Dorice has turned towards my father, her face contorted into a look of complete rage.
Almost falling off the step in surprise, I hold on to the brass railing next to me and allow myself to lean as far back as possible without falling over, straining to hear.
‘I hope you don’t think I’m going to spend this whole week trailing around after you two!’ she hisses, her face twisted like a gargoyle, lip curling and eyes flashing in anger. ‘I need to be WORKING! There is no wildlife to photograph in Quito. There is nothing for me in Quito, except—’
My father interrupts her, but infuriatingly all I can hear is the low rumble of his voice, and I can just make out the movement of his arms as the rest of him is obliterated by the fronds of a large palm tree.
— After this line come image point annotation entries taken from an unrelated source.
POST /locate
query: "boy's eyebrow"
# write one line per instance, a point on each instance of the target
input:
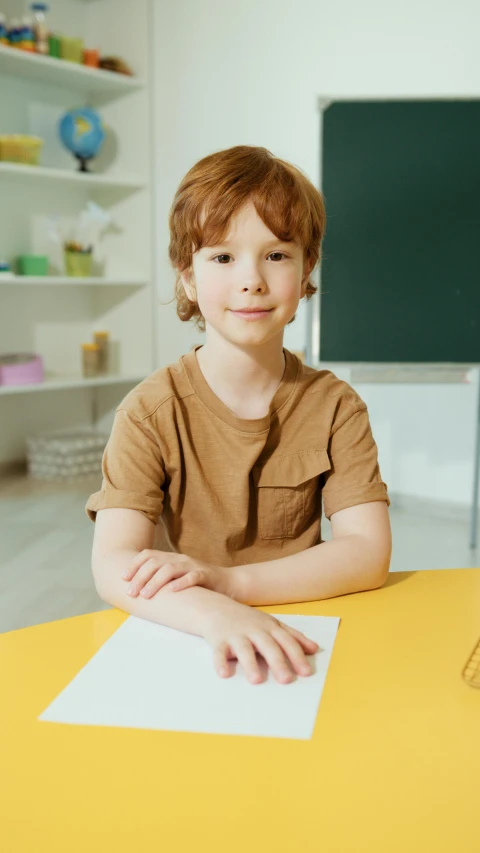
(266, 245)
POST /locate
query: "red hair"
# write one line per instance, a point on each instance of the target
(219, 185)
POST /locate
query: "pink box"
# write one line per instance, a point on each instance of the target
(21, 369)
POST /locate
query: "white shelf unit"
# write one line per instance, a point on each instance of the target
(84, 179)
(60, 383)
(53, 315)
(70, 281)
(60, 72)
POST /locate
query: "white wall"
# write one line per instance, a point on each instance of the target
(252, 72)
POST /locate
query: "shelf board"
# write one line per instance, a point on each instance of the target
(42, 173)
(60, 382)
(61, 72)
(57, 280)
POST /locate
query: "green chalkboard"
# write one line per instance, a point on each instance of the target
(400, 272)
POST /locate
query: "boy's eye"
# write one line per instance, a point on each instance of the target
(229, 256)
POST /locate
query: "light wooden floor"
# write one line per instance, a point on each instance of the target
(46, 541)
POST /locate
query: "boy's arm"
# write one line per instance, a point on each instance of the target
(120, 534)
(188, 610)
(355, 560)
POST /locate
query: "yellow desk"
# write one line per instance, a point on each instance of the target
(393, 765)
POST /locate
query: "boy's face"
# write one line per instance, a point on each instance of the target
(251, 269)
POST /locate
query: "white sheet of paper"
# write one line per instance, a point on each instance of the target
(150, 676)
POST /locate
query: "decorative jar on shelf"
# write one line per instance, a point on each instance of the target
(78, 263)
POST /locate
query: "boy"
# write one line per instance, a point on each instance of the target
(233, 446)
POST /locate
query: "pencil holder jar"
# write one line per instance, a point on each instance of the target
(78, 264)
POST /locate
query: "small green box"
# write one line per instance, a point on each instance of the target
(33, 265)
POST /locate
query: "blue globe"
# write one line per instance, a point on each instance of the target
(81, 131)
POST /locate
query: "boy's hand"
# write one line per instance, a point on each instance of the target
(150, 570)
(237, 631)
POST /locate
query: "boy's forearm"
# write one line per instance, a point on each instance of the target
(340, 566)
(187, 610)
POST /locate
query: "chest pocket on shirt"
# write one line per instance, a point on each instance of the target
(288, 492)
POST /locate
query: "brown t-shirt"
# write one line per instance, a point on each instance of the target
(231, 490)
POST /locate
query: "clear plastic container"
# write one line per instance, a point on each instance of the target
(65, 455)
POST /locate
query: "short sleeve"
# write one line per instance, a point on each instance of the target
(354, 476)
(132, 469)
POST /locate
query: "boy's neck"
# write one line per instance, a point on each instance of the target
(241, 381)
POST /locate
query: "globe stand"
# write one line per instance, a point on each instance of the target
(83, 163)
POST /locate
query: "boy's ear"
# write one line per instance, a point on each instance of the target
(188, 286)
(306, 275)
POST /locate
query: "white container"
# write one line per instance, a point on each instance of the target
(65, 455)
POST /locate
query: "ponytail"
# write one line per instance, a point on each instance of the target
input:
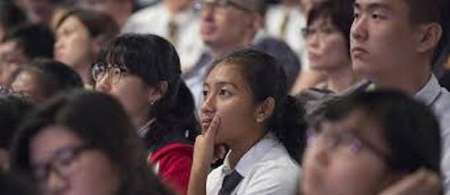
(289, 126)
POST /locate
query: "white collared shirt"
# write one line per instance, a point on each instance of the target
(438, 99)
(267, 169)
(293, 37)
(155, 19)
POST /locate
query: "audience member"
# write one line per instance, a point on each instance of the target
(12, 111)
(394, 44)
(42, 79)
(11, 16)
(229, 25)
(381, 141)
(80, 34)
(119, 10)
(247, 109)
(143, 73)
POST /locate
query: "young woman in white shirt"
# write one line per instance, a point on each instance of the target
(247, 110)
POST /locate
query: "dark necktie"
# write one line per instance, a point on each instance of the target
(230, 182)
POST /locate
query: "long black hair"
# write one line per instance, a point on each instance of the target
(153, 59)
(267, 78)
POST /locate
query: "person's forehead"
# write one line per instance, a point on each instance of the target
(253, 5)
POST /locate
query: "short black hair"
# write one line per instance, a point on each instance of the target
(13, 110)
(154, 59)
(100, 121)
(53, 76)
(410, 128)
(11, 15)
(431, 11)
(266, 78)
(36, 40)
(100, 26)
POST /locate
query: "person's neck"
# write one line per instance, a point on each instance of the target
(223, 50)
(239, 149)
(341, 79)
(409, 81)
(290, 3)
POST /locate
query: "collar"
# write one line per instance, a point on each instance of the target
(251, 157)
(430, 92)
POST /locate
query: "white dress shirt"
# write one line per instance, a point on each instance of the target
(267, 169)
(155, 20)
(438, 99)
(293, 37)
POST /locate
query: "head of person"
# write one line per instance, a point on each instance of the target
(178, 5)
(39, 11)
(306, 5)
(327, 34)
(43, 78)
(247, 90)
(23, 44)
(143, 72)
(13, 110)
(12, 184)
(389, 37)
(119, 10)
(83, 143)
(230, 23)
(11, 16)
(372, 139)
(80, 34)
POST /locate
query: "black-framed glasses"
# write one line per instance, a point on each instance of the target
(61, 163)
(112, 72)
(203, 4)
(321, 31)
(345, 142)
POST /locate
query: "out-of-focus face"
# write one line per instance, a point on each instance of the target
(29, 85)
(224, 26)
(382, 39)
(74, 45)
(346, 157)
(39, 11)
(131, 91)
(119, 10)
(326, 46)
(227, 95)
(63, 165)
(11, 57)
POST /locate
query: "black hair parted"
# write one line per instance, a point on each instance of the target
(266, 78)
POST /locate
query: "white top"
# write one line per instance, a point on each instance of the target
(438, 98)
(293, 37)
(267, 169)
(155, 19)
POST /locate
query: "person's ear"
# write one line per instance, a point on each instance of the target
(156, 93)
(265, 109)
(428, 37)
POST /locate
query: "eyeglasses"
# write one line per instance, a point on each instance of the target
(100, 72)
(345, 142)
(202, 5)
(321, 31)
(5, 91)
(61, 163)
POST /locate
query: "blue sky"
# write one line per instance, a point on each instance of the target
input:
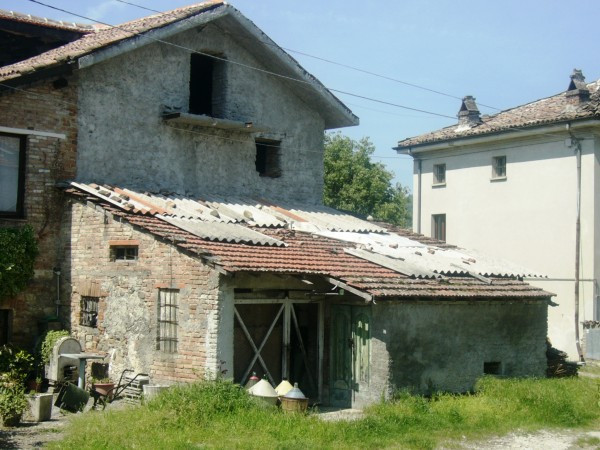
(504, 53)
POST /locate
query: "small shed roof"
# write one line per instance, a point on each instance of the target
(377, 261)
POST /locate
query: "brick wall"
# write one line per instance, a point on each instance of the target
(41, 107)
(128, 291)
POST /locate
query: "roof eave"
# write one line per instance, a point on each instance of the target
(510, 133)
(333, 111)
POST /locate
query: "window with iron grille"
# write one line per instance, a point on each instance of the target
(89, 311)
(499, 167)
(439, 174)
(124, 252)
(438, 226)
(12, 175)
(167, 320)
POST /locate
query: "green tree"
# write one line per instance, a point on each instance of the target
(18, 250)
(354, 183)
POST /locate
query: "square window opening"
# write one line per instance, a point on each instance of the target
(207, 80)
(124, 253)
(167, 320)
(268, 158)
(439, 174)
(499, 167)
(89, 311)
(12, 175)
(492, 368)
(438, 225)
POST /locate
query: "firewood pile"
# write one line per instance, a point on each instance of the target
(558, 366)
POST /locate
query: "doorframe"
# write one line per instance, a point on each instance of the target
(289, 325)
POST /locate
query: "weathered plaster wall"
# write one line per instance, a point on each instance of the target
(124, 141)
(435, 346)
(41, 107)
(127, 320)
(528, 218)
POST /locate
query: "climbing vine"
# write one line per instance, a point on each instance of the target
(18, 249)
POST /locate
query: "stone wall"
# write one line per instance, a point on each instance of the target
(128, 291)
(42, 107)
(124, 141)
(443, 346)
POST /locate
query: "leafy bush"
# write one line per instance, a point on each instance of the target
(13, 401)
(14, 364)
(18, 249)
(48, 343)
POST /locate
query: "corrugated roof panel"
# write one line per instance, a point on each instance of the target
(222, 232)
(330, 219)
(397, 265)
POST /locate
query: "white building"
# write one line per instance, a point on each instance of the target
(523, 184)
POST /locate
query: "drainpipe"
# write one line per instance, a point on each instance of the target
(575, 142)
(56, 271)
(419, 172)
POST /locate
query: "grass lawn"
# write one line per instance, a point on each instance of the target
(221, 415)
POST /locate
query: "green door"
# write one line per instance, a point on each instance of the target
(350, 352)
‘I don’t CARE about Kirsty!’ Dorice screams in return, her voice carrying over the courtyard towards the other breakfasters who turn and glance uneasily in her direction. I think Dad notices this as suddenly he comes into view, stepping forwards, gesturing for her to sit down.
‘We came here on the understanding that I was going to work,’ Dorice is hissing now, barely audible, looking at my father with an expression of pure venom. ‘I did not come here to spend every day in Quito with YOUR DAUGHTER.’
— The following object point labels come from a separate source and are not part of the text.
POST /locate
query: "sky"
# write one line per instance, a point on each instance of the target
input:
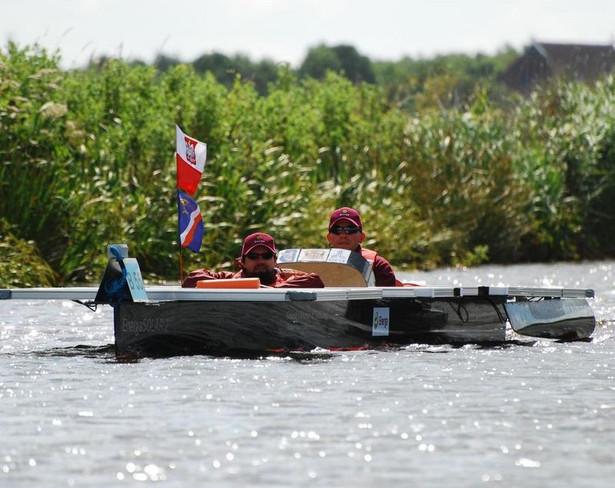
(284, 30)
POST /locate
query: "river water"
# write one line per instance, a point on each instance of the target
(536, 415)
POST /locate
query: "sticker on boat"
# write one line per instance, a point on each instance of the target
(380, 322)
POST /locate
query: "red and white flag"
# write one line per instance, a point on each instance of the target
(190, 157)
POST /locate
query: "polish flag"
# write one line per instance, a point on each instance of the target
(190, 157)
(191, 227)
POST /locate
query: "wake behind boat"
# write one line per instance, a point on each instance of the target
(249, 322)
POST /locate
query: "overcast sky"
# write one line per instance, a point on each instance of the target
(284, 30)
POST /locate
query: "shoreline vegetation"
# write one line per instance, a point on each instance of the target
(87, 159)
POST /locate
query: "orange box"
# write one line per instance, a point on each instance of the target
(238, 283)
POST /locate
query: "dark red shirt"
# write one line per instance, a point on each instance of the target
(383, 271)
(283, 278)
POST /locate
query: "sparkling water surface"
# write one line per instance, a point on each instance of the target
(540, 414)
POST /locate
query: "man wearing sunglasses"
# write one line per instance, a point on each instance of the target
(346, 232)
(258, 260)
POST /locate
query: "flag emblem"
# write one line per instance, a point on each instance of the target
(190, 156)
(191, 227)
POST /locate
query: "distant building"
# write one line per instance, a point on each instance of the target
(542, 61)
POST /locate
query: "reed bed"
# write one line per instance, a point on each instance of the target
(87, 159)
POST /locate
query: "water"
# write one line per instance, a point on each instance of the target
(538, 415)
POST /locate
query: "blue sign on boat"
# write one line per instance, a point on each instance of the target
(135, 280)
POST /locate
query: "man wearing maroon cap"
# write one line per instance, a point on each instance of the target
(346, 232)
(258, 260)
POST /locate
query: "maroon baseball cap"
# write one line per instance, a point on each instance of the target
(258, 239)
(345, 213)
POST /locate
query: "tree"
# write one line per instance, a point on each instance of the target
(341, 59)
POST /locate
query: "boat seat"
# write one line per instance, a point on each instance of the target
(336, 267)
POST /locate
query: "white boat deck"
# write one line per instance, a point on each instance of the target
(176, 293)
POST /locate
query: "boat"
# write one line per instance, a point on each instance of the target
(237, 319)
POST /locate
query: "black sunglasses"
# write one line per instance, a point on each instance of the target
(255, 255)
(348, 230)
There’s Dad’s voice again, quieter, placatory, imploring.
‘Fine. One day – just ONE – then I’m taking the early-morning flight to the Galápagos. You can either come with me, or not.’
Looking down, I realise the knuckles of my hand on the railing have turned white, and my legs are shaking. I press myself back against the wall, breathing deeply, trying to supress the surge of fury that has risen up
my throat like bile. How dare she speak to him like that? Is this what Dad had just been trying to tell me when he started saying things have been weird since they arrived? I remember Dad’s email when he told me they were coming here… he’d said something strange about having to ‘negotiate’ with Dorice how much time they’ll spend in Quito with me…
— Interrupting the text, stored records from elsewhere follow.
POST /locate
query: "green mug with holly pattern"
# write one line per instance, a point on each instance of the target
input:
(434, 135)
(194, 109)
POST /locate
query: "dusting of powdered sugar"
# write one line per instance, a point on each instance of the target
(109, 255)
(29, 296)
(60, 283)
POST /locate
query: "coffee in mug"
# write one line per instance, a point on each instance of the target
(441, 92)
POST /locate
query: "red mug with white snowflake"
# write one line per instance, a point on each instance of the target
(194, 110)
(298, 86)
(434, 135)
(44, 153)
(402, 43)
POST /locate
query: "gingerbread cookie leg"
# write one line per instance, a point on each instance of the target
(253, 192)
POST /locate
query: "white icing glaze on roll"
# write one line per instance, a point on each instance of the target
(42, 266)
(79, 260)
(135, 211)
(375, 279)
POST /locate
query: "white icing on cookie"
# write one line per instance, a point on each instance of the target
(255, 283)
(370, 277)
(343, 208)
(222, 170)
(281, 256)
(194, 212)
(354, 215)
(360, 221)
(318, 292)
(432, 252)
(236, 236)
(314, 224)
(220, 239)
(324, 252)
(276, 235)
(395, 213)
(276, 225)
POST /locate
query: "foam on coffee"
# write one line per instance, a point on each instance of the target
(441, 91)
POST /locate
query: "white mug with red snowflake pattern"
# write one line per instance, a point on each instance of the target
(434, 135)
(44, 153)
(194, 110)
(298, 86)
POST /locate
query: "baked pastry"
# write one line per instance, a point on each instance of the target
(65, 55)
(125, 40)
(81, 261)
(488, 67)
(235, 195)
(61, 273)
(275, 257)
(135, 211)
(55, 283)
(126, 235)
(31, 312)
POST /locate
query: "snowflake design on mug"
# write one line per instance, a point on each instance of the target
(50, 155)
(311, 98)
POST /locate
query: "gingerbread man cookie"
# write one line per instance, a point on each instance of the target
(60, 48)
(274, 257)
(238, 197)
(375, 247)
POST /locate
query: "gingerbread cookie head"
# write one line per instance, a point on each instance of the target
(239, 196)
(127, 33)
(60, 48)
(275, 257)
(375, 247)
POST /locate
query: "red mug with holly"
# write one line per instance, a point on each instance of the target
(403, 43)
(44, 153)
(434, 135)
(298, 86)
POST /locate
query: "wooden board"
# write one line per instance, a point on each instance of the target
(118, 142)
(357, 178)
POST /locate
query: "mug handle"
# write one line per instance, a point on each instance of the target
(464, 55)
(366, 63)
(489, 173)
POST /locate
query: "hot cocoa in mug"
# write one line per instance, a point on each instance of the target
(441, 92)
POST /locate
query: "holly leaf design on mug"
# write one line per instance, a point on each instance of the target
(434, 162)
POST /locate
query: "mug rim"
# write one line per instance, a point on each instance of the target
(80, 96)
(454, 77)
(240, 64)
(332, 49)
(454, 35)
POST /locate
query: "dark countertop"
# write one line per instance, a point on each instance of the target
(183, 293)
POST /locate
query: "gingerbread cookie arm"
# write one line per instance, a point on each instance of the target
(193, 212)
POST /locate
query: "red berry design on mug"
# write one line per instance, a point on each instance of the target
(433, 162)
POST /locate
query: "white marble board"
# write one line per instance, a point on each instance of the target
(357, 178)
I hurry to the bathroom, then fix an obliging smile on my face. So Dorice wants to play it this way? Filled with defiance, I trot back down the steps and take my father’s arm. Ignoring his startled expression, I gather up the guidebook and papers and stuff them in my handbag then say purposefully, ‘Right, I hope you’re ready. We’re going on a tour of the old town!’
***
The cathedral looms above us, its twin gothic spires glinting in the sweltering afternoon sunshine. I tilt my head back to take in its magnificence, the pointed arches running along its length and the intricate detail of the many pinnacles reaching up to culminate in a simple cross, outlined against the blue sky. The taxi Dorice insisted on catching has deposited us on the steeply sloping ground at its feet, in a small square of grass populated only by some wilting trees, a few other groups of sweating tourists, and a peacefully sleeping drunk. Two hundred yards away at the cathedral doorway I can make out groups of women in the impossibly hot-looking colourful Quichua shawls, selling candles and roses to tourists as they enter. A few feet away from the salespeople, huddled on the floor in plainer clothing, are two shapeless figures, only distinguishable as human beings when they raise their hands to each passing tourist in supplication. As we slowly climb the grassy hill towards them, I realise they are an elderly couple, white hair poking out from underneath their traditional Quichua black bowler-style hats. Several tourists stoop to press some coins into their hands, but many more walk straight past them as they pass through the doorway to the church.
‘So… here we are!’ I grin, spreading my arms wide, feeling slightly ridiculous. The silence between my father and Dorice lasted the length of the taxi journey and now extends excruciatingly into the hot air around us, threatening to suffocate me.